No Agent governance. Which Agents are allowed to register, whether AgentCards are truthful, whether Agent behavior is compliant — those are Agent governance problems. mq9 doesn't solve them. That's the domain of commercial platforms like Solo.io.
No LLM capabilities. mq9 uses embeddings for semantic matching, but mq9 itself is not an LLM, does not do intent understanding, does not do dialogue. Embeddings are a basic tool, not core intelligence.
No cross-enterprise Agent discovery. Cross-enterprise involves establishing trust, billing, SLA — a whole different tier of problems. Let formal standards like ANS handle that. mq9 stays scoped to intra-enterprise A2A communication.
No registry schema standards outside A2A. The current mq9 registry serves A2A AgentCards. If MCP extends Agent-to-Agent communication in the future, or a new protocol emerges, mq9's registry can extend to support it — but mq9 won't define the registration schema standard.

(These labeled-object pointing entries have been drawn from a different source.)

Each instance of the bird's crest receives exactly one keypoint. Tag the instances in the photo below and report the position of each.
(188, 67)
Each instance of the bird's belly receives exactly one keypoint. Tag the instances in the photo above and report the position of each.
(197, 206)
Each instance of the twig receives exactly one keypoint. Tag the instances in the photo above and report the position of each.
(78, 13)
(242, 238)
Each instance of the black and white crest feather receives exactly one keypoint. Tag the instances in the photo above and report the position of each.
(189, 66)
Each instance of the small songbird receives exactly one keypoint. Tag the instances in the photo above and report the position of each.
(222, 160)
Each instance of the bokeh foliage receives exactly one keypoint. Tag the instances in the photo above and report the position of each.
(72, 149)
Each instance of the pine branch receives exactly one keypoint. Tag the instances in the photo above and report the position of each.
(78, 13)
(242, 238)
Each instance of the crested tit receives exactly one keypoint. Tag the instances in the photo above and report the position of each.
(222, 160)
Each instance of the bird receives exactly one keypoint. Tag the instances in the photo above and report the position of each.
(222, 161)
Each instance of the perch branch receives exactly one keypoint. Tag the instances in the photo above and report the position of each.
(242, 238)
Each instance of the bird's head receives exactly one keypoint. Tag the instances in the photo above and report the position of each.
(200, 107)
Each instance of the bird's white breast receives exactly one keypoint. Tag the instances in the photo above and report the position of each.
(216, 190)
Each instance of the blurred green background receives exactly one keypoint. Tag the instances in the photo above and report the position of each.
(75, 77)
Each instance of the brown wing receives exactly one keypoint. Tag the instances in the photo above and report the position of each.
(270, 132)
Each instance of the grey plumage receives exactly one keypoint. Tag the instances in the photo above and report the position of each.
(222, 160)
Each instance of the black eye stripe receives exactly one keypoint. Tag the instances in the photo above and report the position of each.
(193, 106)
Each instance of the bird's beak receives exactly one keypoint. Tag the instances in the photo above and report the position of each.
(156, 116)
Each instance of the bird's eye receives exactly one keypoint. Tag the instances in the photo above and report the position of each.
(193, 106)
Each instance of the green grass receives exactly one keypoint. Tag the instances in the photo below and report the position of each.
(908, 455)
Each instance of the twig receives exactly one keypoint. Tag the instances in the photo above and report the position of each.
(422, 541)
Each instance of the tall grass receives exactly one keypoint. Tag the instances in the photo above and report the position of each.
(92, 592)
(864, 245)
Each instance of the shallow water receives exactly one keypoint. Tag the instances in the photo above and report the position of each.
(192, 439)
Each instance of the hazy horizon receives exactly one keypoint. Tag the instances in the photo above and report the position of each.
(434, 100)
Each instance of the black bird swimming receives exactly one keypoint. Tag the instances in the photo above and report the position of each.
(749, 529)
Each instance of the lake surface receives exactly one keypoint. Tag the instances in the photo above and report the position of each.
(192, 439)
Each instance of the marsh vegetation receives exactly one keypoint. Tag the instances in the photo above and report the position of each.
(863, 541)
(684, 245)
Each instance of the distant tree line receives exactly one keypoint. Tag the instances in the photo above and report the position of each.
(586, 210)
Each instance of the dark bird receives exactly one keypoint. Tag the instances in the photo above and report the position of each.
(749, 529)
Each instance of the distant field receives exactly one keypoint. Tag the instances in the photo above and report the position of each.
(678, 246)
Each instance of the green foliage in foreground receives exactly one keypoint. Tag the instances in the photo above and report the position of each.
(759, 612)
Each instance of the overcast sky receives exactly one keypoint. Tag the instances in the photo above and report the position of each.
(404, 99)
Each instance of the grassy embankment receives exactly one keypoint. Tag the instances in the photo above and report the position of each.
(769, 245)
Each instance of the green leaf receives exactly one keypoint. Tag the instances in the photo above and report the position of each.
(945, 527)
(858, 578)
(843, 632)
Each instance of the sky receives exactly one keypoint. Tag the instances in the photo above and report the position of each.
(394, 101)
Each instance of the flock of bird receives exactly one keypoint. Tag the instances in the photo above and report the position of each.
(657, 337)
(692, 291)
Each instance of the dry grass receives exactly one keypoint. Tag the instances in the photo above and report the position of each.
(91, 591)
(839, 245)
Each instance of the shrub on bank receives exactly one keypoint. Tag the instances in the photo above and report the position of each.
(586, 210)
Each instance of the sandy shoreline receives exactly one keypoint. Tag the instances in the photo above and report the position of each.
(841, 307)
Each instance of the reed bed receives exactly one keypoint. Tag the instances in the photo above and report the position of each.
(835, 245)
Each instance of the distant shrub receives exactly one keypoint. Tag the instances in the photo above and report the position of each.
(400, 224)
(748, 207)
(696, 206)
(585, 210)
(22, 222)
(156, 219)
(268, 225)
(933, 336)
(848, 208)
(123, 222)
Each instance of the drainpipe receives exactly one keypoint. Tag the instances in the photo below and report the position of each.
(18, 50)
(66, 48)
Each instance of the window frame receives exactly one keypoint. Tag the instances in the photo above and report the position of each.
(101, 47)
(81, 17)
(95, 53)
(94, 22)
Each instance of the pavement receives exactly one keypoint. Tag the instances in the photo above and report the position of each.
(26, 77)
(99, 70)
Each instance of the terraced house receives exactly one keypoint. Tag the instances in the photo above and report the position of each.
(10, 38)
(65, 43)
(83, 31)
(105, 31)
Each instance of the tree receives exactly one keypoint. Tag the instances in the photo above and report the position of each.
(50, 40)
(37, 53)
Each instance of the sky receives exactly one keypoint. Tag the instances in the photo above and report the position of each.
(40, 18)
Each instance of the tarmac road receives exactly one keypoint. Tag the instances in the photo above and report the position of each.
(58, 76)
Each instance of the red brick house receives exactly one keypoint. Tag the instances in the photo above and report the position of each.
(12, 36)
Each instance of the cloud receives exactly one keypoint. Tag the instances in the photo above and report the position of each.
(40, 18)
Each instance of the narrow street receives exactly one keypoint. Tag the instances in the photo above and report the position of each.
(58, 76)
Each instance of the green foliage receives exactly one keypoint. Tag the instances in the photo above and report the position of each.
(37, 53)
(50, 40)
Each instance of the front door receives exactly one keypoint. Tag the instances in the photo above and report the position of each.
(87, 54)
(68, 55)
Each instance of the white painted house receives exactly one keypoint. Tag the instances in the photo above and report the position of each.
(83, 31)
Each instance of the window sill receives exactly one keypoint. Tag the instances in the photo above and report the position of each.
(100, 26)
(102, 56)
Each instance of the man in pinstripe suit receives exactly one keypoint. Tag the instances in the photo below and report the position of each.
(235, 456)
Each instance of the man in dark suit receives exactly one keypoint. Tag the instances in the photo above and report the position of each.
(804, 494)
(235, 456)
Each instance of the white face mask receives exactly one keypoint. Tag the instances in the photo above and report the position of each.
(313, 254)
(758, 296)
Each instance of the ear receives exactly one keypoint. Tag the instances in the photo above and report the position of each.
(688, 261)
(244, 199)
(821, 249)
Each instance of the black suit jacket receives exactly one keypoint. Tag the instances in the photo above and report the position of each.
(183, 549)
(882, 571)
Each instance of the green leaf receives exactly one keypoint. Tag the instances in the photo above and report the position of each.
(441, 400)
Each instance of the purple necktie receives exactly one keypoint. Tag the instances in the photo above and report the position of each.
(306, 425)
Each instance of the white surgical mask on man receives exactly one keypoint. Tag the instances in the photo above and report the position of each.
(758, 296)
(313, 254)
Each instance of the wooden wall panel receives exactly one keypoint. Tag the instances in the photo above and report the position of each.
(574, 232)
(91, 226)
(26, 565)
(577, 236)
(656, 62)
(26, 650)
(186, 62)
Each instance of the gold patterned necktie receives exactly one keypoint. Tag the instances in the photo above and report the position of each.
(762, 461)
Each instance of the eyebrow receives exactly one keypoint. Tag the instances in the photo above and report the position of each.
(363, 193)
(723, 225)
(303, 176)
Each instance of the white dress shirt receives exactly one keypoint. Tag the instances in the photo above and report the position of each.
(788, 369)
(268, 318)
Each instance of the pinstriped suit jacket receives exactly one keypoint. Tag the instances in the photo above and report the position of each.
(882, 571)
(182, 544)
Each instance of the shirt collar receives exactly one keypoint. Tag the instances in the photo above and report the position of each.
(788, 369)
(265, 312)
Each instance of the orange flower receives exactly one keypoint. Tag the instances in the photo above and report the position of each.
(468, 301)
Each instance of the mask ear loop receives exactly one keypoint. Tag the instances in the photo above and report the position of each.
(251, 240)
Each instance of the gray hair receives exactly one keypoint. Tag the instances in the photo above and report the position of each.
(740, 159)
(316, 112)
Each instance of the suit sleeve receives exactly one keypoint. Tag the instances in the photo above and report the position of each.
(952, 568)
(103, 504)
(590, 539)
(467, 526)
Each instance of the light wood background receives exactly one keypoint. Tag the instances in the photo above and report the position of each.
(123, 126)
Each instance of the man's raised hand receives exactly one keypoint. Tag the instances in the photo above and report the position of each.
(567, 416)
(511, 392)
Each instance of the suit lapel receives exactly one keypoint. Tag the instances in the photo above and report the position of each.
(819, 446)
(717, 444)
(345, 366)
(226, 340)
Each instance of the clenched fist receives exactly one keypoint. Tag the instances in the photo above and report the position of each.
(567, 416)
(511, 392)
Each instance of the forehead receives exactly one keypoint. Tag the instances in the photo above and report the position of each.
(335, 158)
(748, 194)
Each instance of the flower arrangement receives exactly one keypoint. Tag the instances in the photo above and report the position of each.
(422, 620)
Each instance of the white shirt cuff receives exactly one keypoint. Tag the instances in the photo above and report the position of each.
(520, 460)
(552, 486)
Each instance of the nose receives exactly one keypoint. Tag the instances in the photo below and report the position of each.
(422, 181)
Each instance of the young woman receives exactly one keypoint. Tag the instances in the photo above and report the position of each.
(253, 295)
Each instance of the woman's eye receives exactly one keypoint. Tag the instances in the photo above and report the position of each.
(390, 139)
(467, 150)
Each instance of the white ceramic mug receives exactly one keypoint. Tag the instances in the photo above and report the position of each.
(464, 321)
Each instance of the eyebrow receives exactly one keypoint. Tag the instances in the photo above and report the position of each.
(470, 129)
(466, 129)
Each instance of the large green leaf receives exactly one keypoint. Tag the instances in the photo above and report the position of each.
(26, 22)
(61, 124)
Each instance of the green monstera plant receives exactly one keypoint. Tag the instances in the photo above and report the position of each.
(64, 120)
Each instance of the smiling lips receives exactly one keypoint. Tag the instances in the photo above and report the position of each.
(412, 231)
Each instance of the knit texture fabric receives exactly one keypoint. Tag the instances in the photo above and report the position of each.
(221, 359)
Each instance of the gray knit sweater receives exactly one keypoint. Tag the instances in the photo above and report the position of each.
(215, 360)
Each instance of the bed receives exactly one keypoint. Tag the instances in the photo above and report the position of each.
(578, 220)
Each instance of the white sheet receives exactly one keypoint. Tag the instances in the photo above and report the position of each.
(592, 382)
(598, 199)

Schema follows the upper-layer protocol.
With these boundaries drawn, mq9's position is clear: middleware for Agent async communication, with a registry that exists to make the A2A communication path complete — not to expand upward. That kind of restraint is what gives infrastructure products longevity.
Current Judgment
Working through all of the above, my answer to "should mq9 build a registry" has changed:
Yes. But built as "companion to A2A communication, good enough, replaceable with external components" — not as "building the best AI registry."
These two approaches look similar on the surface, but they produce very different products. The first leads mq9 to keep expanding into AI platform territory with scope spinning out of control. The second keeps mq9 scoped to the Agent async communication middleware layer — sustainable long-term.
mq9's overall goal is clear: the most usable middleware for Agent async communication. Currently carrying A2A primarily, with other protocols to follow. The registry is a necessary companion to that goal, not an independent pursuit.
Concrete path forward:
- PoC: implement a minimal registry using fastembed-rs + LanceDB, validate that the AgentCard registration and semantic discovery pipeline runs end-to-end
- Protocolize: write AGENT.REGISTER, AGENT.DISCOVER, and related interfaces into the mq9 protocol, reflecting the A2A AgentCard structure
- Plugin abstraction: define the
VectorStoreandEmbeddertraits, with LanceDB and fastembed as built-in default implementations - Documentation: clearly state the "good enough" boundary numbers — what scenarios call for external integration, what scenarios the mq9 built-in handles fine
Whether this is ultimately worth building comes down to user feedback. The current judgment is yes — but that needs to be confirmed once the PoC is running and actual feedback comes in.